Schlicht Wins: Judge Finds Ury Misleading

by on April 2, 2010

    A Superior Court judge ruled this week Councilman Frank Ury provided false or misleading information in an official ballot statement.  Ury had been designated by the City Council in February to submit a written statement opposing Measure D, known as the Right To Vote Amendment.  If  “D” passes in the June general election, local voters would gain power to ratify or reject actions by the City Council making major changes to Mission Viejo’s master plan.

   Prior to filing a court petition, Councilwoman Cathy Schlicht asked the City Clerk to challenge Ury’s statement, which had been submitted on March 1. City Clerk Karen Hamman is the City’s election official. Hamman and City Attorney Bill Curley declined to seek any remedy, so Schlicht filed a public interest lawsuit petitioning the Court to instruct Hamman and OC Registrar of Voters Neal Kelley to remove any false or misleading language before printing and distributing official election materials.

   The Court conducted a day-long trial on Monday. On Thursday, April 1, Judge Luis Rodriguez signed an Order granting Schlicht’s petition. The Superior Court Clerk then certified a Writ of Mandate commanding the Mission Viejo Clerk and OC Registrar to delete specified language.

   Challenges to ballot statements face a high hurdle because case law permits hyperbole as expected discourse in the “rough and tumble” political arena.  In addition courts have held that personal opinion, even false opinion, is permissible in ballot statements.

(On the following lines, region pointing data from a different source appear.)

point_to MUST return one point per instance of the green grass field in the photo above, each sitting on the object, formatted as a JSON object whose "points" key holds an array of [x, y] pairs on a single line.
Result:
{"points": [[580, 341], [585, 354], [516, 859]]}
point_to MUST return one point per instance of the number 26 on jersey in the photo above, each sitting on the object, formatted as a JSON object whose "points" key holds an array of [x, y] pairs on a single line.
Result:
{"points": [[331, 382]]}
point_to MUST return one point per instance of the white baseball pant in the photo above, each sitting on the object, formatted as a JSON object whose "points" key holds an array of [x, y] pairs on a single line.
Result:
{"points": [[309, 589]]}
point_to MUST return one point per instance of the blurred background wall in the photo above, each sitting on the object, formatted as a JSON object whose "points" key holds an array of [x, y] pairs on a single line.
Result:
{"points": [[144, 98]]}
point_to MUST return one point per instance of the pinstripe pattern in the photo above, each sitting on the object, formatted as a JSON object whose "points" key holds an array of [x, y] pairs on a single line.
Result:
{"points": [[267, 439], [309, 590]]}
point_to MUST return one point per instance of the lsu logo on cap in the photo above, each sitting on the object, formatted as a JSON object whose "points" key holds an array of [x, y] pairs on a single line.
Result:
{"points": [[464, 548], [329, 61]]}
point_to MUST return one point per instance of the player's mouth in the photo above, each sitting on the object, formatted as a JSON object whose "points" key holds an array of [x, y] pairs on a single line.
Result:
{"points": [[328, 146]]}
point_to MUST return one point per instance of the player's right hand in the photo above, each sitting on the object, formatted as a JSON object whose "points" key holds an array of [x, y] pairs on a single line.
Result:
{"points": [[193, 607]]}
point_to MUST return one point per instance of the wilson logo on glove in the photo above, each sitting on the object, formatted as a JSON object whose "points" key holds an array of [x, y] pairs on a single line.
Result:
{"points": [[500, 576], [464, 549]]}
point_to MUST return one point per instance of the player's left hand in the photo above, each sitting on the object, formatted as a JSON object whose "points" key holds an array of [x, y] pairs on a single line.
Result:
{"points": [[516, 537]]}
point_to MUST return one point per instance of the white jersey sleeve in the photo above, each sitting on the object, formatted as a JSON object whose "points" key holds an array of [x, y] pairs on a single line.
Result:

Furthermore, these cases require “clear and convincing proof” from the petitioner that statements are ”false, misleading or inconsistent with the election code.” That is a higher burden than in normal civil cases, which only require a preponderance of proof. These factors appeared to make the judgment in favor of Schlicht very significant.

   The Judge struck a statement by Ury which would have told voters that state law prevented housing from ever being constructed on the Casta del Sol Golf Course.  Schlicht argued no such state law existed, alleging a portion of the golf course was not in a flood control channel nor in the dam inundation area below Upper Oso Reservoir and Lake Mission Viejo.

   Judge Rodriguez also found the Councilman false or misleading when Ury stated businesses wishing to expand would have to go to a full vote of the people at their own expense under Measure D.  Strike number three against Ury came when the court found it false or misleading to say taxpayers would be “forced” to pay for any subsidized housing approved for Mission Viejo.

   After the ruling Schlicht stated, “I think the court’s finding would cause voters to question the entire Ury statement. Although the court couldn’t eliminate Ury’s opinion, I believe virtually his entire remaining opinion in the ballot statement if false and misleading.”

   Ury’s defense was paid for by the City Treasury and conducted by two litigators from the City Attorney’s 40th-floor law firm in Los Angeles. Schlicht was represented by local lawyer Brad Morton.